Puncak Kenteng Songo, puncak tertinggi Merbabu (3,142 mdpl)

Angin berhembus semakin kencang. Sembari menunggu teman lain yang berfoto, kami berkumpul. Berdiri rapat membentuk sebuah lingkaran kecil agar mudah berbagi kehangatan. Dinginnya malam membuat sarung tangan tebal dan jaket windproof yang kami kenakan seakan mati fungsi. Lutut kami bergetar hebat dan bibir kami memucat. Asap putih yang keluar dari mulut kami tiup-tiupkan ke kedua tangan agar terasa hangat. Ah, tapi tetap saja terasa dingin.

Yang butuh kehangatan, mari merapaaat 😛

“Duh, gue gede banget ya. Kalian udah kayak anak gue aja. Gue cium nih palanya satu-satu.” Amen memecah hening. Kami semua yang menggigil hebat sontak tertawa mendengar banyolan si pemilik tubuh paling besar di antara kami semua.

Kemudian, semua mata memandang penuh harap ke arah Amen. Karena memiliki tubuh besar, ia lantas kami jadikan tameng untuk menghalau terpaan angin malam itu. Beruntung, Amen hanya tertawa pasrah sambil mendekap kami semua yang berdiri rapat dalam lingkaran. Persis seperti adegan Baymax saat memeluk Hiro, hahaha.

Dingin yang begitu menusuk menuntut kami untuk segera melanjutkan perjalanan turun ke Basecamp Selo. Jalur ini luar biasa kemiringannya! Kami turun dengan sangat hati-hati karena trek begitu landai.

“Injek rumput deh, biar nggak kepeleset.” Adit memberi tips pada Karey dan aku agar tak terjungkal menuruni jalur. And yeah, it works! Tak sekalipun kami terjungkal, ya meski sesekali terpeleset sih. Hehe.

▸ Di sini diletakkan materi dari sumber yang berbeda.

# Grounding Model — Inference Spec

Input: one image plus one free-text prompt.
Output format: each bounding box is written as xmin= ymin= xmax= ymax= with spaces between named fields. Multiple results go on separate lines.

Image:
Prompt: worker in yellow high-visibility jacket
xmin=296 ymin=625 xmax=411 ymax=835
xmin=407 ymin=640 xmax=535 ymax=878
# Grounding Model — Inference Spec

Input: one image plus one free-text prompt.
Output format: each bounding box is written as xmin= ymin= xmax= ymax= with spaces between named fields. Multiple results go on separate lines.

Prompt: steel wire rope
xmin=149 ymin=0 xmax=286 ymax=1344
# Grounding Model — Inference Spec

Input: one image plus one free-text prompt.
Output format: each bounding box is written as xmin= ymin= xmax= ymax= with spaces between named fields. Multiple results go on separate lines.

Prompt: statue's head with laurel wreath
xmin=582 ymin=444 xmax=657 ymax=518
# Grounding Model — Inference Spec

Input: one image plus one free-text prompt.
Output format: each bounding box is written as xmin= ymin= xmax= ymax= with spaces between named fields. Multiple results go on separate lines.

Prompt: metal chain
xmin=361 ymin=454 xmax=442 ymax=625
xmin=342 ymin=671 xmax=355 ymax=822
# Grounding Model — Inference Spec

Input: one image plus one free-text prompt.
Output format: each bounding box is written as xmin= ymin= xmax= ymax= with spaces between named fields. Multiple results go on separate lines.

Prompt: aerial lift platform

Usai melewati Jemblongan, kami tiba di Sabana 2. Tenda berwarna-warni terlihat rapi menghiasi jalur ini. Tiba-tiba kami teringat bahwa teman kami, Uda Faiz, mendirikan tenda di sini. Ia mengatakannya ketika kami bertemu di Stasiun Senen. Tujuan kami memang sama, Gunung Merbabu. Hanya saja Uda Faiz lebih memilih untuk kemping, sedangkan kami memilih untuk tektok.

“Uda Faiz! Uda Faiiizzz!” Yusen meneriakkan nama Uda Faiz, dengan harapan bisa mendapatkan semangkuk mie instan dan segelas kopi hangat. Alief dan Ijal tak mau ketinggalan. Mereka ikut meneriakkan nama Uda Faiz. Kami yang berjalan di depan, spontan tertawa melihat tingkah mereka.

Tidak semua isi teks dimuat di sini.